What might be surprising about Russell? He has seen "It's a Wonderful Life" so many times that he knows it by heart, referencing it frequently and even acting it out on occasion. ("I just do Lionel Barrymore though," he says with a smile.) He has a 2-year-old son, Leo, adopted as a baby with Russell's "better half," Holly Davis. And his favorite thing about "American Hustle" might just be the wide canvas it allowed him to bring to life — five specific worlds, each with its own music and decor. He furnished the Upper East Side apartment Bale shares with Adams with pieces his mother loved. And he bound the film's lovers together by Ellington.
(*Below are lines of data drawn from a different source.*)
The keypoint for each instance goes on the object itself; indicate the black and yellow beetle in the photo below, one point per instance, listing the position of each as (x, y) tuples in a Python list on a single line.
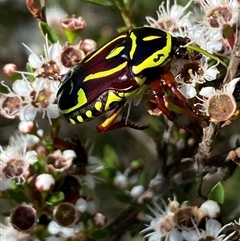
[(123, 68)]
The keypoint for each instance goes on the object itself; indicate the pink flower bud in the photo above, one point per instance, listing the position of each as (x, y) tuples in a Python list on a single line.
[(9, 69), (44, 182)]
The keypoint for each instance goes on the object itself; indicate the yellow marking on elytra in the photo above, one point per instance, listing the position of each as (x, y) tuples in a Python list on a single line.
[(82, 99), (105, 73), (112, 97), (72, 121), (104, 46), (139, 80), (134, 45), (98, 105), (115, 52), (89, 113), (80, 119), (156, 59), (149, 38), (110, 119)]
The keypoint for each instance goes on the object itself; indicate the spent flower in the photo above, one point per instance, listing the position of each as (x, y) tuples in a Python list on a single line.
[(171, 18), (39, 96)]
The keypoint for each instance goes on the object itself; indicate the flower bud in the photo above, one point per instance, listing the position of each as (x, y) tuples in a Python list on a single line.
[(136, 191), (25, 126), (73, 23), (186, 217), (99, 220), (71, 56), (9, 69), (210, 209), (23, 217), (65, 214), (88, 45), (221, 107), (44, 182), (10, 104)]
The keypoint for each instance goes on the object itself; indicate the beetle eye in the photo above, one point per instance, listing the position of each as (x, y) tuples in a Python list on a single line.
[(180, 52)]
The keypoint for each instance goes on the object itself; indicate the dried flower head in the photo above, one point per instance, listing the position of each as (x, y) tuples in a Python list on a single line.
[(23, 217)]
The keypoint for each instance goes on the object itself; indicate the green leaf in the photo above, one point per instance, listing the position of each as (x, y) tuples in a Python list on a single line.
[(217, 193), (100, 234), (47, 30), (56, 197), (105, 3)]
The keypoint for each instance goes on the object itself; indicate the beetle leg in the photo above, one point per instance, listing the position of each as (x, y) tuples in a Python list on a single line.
[(109, 121), (109, 124), (158, 95), (169, 80)]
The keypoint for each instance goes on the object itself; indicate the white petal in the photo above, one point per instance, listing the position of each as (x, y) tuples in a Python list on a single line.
[(188, 91), (212, 227), (229, 88), (31, 157), (54, 51), (53, 111), (27, 113), (211, 74), (81, 205), (68, 154), (190, 235), (22, 87), (207, 91), (155, 236), (34, 61), (175, 235), (53, 227)]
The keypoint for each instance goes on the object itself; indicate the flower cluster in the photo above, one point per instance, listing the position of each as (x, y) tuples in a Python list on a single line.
[(51, 181), (211, 27), (180, 222), (35, 91), (47, 184)]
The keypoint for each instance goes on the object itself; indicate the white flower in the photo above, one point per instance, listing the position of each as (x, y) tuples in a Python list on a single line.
[(39, 96), (60, 161), (219, 13), (212, 232), (8, 233), (44, 182), (162, 226), (219, 105), (172, 18), (15, 161), (55, 228), (210, 209), (136, 191), (48, 65), (202, 75)]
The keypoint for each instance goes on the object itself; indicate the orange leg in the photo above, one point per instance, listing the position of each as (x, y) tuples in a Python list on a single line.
[(109, 124)]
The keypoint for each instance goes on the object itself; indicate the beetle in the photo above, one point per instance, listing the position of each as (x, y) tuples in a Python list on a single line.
[(127, 66)]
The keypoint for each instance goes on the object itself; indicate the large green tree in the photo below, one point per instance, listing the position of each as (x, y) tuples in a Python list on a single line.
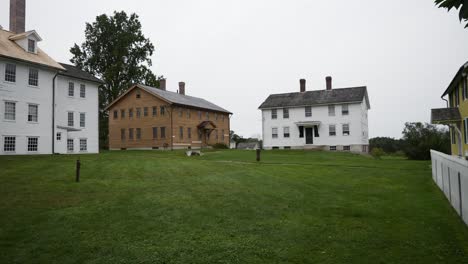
[(456, 4), (116, 51)]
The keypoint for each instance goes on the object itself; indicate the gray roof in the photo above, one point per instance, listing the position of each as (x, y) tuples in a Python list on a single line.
[(186, 100), (74, 72), (441, 115), (319, 97)]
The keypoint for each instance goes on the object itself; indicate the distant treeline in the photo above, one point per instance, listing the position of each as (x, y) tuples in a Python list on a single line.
[(418, 139)]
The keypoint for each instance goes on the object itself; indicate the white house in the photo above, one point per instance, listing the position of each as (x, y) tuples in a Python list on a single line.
[(46, 107), (330, 119)]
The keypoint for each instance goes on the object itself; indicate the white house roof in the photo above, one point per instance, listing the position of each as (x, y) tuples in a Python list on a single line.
[(9, 49)]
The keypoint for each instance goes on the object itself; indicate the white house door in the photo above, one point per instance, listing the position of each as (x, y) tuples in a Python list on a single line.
[(309, 135)]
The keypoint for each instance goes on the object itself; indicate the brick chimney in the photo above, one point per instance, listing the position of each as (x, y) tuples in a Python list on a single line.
[(302, 82), (17, 16), (182, 88), (162, 84), (329, 85)]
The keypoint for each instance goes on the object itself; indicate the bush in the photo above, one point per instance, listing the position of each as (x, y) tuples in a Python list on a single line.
[(377, 153), (220, 146)]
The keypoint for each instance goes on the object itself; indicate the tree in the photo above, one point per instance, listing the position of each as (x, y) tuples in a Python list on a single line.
[(117, 52), (457, 4), (420, 138)]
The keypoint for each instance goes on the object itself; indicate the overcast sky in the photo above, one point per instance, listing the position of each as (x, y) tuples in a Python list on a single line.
[(236, 53)]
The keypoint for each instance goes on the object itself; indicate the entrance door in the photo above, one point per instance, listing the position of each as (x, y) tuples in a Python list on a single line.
[(309, 135)]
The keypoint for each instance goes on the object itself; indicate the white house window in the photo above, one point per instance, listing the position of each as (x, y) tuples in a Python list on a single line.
[(344, 109), (83, 144), (70, 147), (331, 110), (32, 144), (345, 129), (70, 119), (82, 119), (332, 130), (32, 112), (82, 91), (274, 132), (71, 89), (274, 113), (308, 111), (31, 46), (9, 144), (10, 72), (286, 132), (33, 77), (10, 111)]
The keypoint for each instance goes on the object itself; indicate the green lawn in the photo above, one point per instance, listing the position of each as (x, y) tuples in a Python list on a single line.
[(223, 207)]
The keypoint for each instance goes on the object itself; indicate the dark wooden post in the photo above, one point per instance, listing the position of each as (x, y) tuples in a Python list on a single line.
[(78, 166)]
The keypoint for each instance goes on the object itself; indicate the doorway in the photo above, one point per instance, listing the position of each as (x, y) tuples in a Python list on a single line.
[(309, 135)]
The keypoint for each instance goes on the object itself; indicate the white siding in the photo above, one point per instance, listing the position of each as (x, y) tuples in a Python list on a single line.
[(357, 120)]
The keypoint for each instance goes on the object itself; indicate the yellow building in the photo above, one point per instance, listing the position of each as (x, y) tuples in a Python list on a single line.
[(456, 113)]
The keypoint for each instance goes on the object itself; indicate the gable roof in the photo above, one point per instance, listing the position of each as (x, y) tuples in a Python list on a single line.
[(318, 97), (74, 72), (175, 98), (456, 79), (9, 49)]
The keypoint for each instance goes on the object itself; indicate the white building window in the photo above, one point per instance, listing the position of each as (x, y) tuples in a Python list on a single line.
[(82, 119), (70, 147), (10, 111), (33, 112), (71, 89), (31, 45), (71, 122), (344, 109), (32, 144), (83, 91), (274, 113), (33, 77), (9, 144), (286, 132), (308, 111), (83, 144), (331, 110), (332, 130), (10, 72), (274, 132), (345, 129)]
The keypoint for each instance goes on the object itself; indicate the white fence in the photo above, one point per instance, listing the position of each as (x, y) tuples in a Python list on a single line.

Asked where he finds magic in his own life, Russell initially demurs. ("You say a thing and it's not your thing anymore.") Finally, he relents, speaking with great feeling about a park in Santa Monica that's next to a church and provides him with spiritual nourishment each time he visits.
"Even talking about it, a really good feeling comes over me," Russell says. "And that's sacred. And that's what I love to put in movies. There can be many great movies in any given year, but I'm happy to have a movie that has that love of life. I've got to have that enchantment!"